- Q: How prevalent is obesity?
A: Obesity is a chronic, debilitating and potentially fatal disease that requires treatment by a physician trained in bariatric medicine. It is marked by an excess accumulation of body fat sufficient to endanger health. The United States is currently suffering an obesity epidemic contributing to the premature death, sickness and suffering of millions of Americans.
- Q: What are the health risks of obesity?
A: Obesity has been established as a major risk factor for diabetes, hypertension, cardiovascular disease and some cancers in both men and women. Other co-morbid conditions include sleep apnea, osteoarthritis, infertility, idiopathic intracranial hypertension, lower extremity venous stasis disease, gastro-esophageal reflux and urinary stress incontinence.
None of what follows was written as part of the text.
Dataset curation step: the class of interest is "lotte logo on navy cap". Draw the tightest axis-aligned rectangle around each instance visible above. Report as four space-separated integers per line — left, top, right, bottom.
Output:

Obesity-related medical conditions contribute to 300,000 deaths each year, second only to smoking as a cause of preventable death.
- Q: What about childhood obesity?
A: Approximately one in five children in the US between the ages of six and 17 is overweight. The number has more than doubled in the past 30 years. Significant changes in the Western lifestyle that contribute to a high-calorie, low-activity lifestyle are the major culprit. “Super-sizing” of high-calorie-high fat foods, “junk food” diets (including high calorie soft drinks and fruit beverages), increased TV watching, increased time spent playing video and computer games (often while snacking) all contribute to obesity among the young. With all the health implications that obesity carries, this trend toward obesity is perhaps one of the most serious problems our children’s generation will face.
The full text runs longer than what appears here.